Power is expensive. It really doesn’t matter what you do: refine crude oil, make paper, produce electricity or mine and process ore, a significant portion of your total cost-of-goods-sold is tied up in the power you need to run your operation. Add to this the recent unrest in the world’s oil-producing regions, and the result is clear: Power is expensive!
A recent study showed that approximately 23% of the electricity consumed in industry is used to run fans, pumps, and blowers. The industrial world has known for years that the use of motor-speed control can reduce the power required by such equipment by up to 60%. Unfortunately, only a fraction of possible applications have leveraged this technology. And, in applications where adjustable speed is called for, the process industry has basically had few options to call on…
The introduction of Permanent Magnet Couplings and Adjustable Speed Drives manufactured by MagnaDrive, a U.S. corporation based in Bellevue, WA, has given the process industry the option it needs to significantly reduce energy consumption while, at the same time, greatly improving the reliability and performance of the process itself.

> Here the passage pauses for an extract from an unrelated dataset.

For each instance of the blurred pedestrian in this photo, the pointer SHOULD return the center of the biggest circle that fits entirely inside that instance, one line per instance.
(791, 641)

Rare earth magnets are more common than many end-users may think—they’re found in many consumer products including computers and automobiles. When originally discovered, scientists called certain elements “rare earths” because they believed they were extremely rare. Over time, however, it became apparent that these rare earths were often plentiful. First introduced to the market during the 1980s, rare earth magnets made of neodymium/iron/boron (NdFeB) create the highest magnetic energy of all permanent magnets, permitting a small size coupled with high torque transmission capability. NdFeB magnets can operate in extreme conditions up to 300 F and have a half-life of more than 20,000 years.

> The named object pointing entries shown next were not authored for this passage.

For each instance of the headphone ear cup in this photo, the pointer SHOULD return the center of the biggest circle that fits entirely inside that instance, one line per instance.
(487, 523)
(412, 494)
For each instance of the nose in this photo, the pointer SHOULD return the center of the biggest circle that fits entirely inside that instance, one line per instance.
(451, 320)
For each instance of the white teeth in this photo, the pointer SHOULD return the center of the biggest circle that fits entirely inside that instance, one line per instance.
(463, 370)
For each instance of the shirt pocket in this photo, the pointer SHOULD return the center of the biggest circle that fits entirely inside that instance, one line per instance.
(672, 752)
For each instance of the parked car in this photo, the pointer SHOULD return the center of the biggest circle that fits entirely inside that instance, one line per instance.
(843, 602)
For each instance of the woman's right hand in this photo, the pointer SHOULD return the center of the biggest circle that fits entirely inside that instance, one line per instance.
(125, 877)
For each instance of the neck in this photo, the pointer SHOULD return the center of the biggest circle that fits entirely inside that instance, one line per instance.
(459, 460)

MagnaDrive’s Permanent Magnet Couplings consist of two parts. The first piece, a set of copper conductor plates, is connected to the motor shaft; the second piece of the coupling is a rigid assembly of NeFeB magnets, which is connected to the load. During operation, the magnet assembly is held at a constant 0.125 in. (≈3mm) distance from the conductor plates. Relative motion between the parts creates currents in the conductor that transmit torque across the air gap.

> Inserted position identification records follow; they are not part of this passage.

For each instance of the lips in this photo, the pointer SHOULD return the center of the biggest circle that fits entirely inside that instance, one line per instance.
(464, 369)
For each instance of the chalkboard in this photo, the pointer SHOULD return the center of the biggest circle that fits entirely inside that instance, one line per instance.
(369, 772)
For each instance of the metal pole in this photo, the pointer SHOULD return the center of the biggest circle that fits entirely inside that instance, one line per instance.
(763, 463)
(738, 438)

In adjustable-speed applications, the same principle is used. The torque that the motor transmits to its load is controlled by changing the distance between the conductor plates and the magnet assembly. Again, with this technology, no connection exists between the motor and the load.
ASDH 16.5, 75 hp Pump,
Proving the value proposition
In a test-site evaluation, MagnaDrive’s concept for speed control was applied to a 500 hp draft fan model. Compared to available baseline energy information, this technology resulted in a savings of over a million kilowatt hours per year—about one-third of the motor’s annual electricity consumption. In the study, this amounted to about $55,000 annually in energy savings. Over a 10-year period, this would be equivalent to about 24,000 barrels of oil or 7600 tons of coal.
The product’s cushioned-start feature also sets it apart from other speed-control devices. Because the coupling has the unique characteristic of physically disconnecting the load from its prime mover, the motor is able to come up to full speed almost instantly. The load is able to gradually come up to synchronous speed. The advantages of this feature include: reduced wear on motor windings, reduced energy use due to lower in-rush current draw, and reduced wear on the driven components of the system without the added complexity of an electronic soft-start circuit. In addition, some customers found that they were able to reduce the size of the motor being used as a result of not having to overcome the inertia of a stationary load. MT
Note: MagnaDrive welcomes distributor inquiries.
According to MagnaDrive, its products help save energy by releasing the stress and friction in the system due to misalignment, thermal expansion and vibration. The MagnaDrive air gap accommodates some misalignment and system thermal growth. The motor wastes no energy deforming the shaft or adding load to bearings and seals. Energy lost due to friction in traditional couplings and in bearings, seals and other rotating equipment systems is minimized because the air gap prevents vibration transfer.